You ignore it but pursue your agenda with confidence and determination of a utilitarian leader. That’s my advice as an American lawyer who was born in Ukraine and was brought to U.S. as a young child with my parents and grandmother; we were fleeing from the horror of the Soviet Union. As an adult I have done business throughout the world and have advised numerous former Soviet opinion leaders on market entry and government relations. My business dealings included working with various Ukrainians.

When it comes to dealing with problems, Ukrainians invoke a saying from two centuries ago: “The dogs bark, but the caravan goes on.” It may have been coined by the Turks, because it rhymes in their language, but it fits Ukraine well.

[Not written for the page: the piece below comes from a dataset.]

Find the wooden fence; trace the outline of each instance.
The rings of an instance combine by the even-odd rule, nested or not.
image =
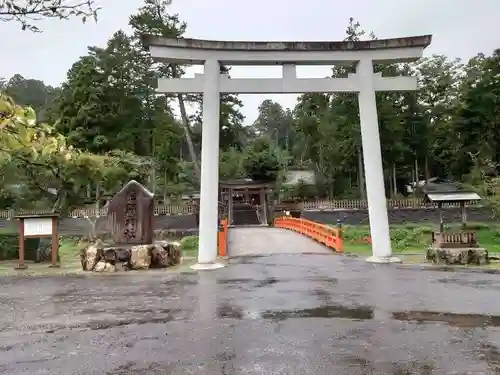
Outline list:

Forty years after the breakup of the Soviet Union, the Ukrainian economy still struggles with corruption and pillaging. Old-guard oligarchs dominate the nation’s most vital industries: oil & gas, chemicals, steel, media, banking. Politicians run on platforms vowing to tame the oligarchs, too little reform or effect. See: President Zelensky himself.

The dogs bark, but the caravan goes on. Ergo, never mind that President Biden’s son and an associate reaped $4 million in payments from Burisma as it was under investigation in three countries; plus “millions of dollars from foreign nationals with questionable backgrounds,” as a U.S. Senate report found (and which the legacy media largely ignored). To Ukrainians, this is the way the world works. This approach allows the Biden administration to move onto more pressing matters, and ultimately effect change.

President Biden should make Ukraine the primary U.S. ally in the old Eastern Bloc. We should help strengthen Ukraine’s economy and bolster its defenses as the region’s biggest bulwark against Russian aggression. Ukraine has the largest land mass in Europe, rich with natural gas and fertile, productive land. (At one point, I represented the Agrarian Party of Ukraine…) Its northern border includes more than 1,200 miles abutting Russia’s southern boundary.

The U.S. also should help Ukraine break Russia’s lock as the sole supplier of natural gas to many of its Soviet spinoffs. Our technology could let Ukraine expand its self-sufficient natural gas industry to sell more gas to its neighbors and become a reseller of gas imported from U.S. producers.

Helping Ukraine revive its corruption-riddled economy will be trickier. Ukraine is continuing to spiral into disarray. As a country, Ukraine has lost its national creed, and its citizens have lost faith in Ukraine’s politicians’ platitudinal promises to curtail corruption and revitalize middle class. Many of Ukrainian reformers turned out to be war profiteers and short-sighted opportunists seizing any opportunity to make money from appeasing Russia’s emissaries. The nation’s GDP, at $115 billion, is almost 40% smaller than it was seven years ago, begging another old saying popular among Ukrainians: “The fatter the flea, the leaner the dog.”

Still, it makes sense for the U.S. to build up Ukraine as a counterweight to our rivals in Moscow. With multiple political parties and a highly educated population, Ukraine is a salvageable democracy and a worthy investment of America’s political capital. The U.S. has supported Taiwan for more than half a century, as a counterweight to communist China. Ukraine continues to be strategically important to U.S. interests both as a geopolitical ally, and as an experiment in nascent democracy that ought not fail from an ideological standpoint.

In the Obama era, amid Russian troops’ invasion of Crimea, the U.S. shipped blankets and other supplies to Ukraine and stopped short of sending arms. President Trump sent them anti-tank missiles.
What will Biden do?

Yuri Vanetik is a private investor, lawyer, and political strategist based in California.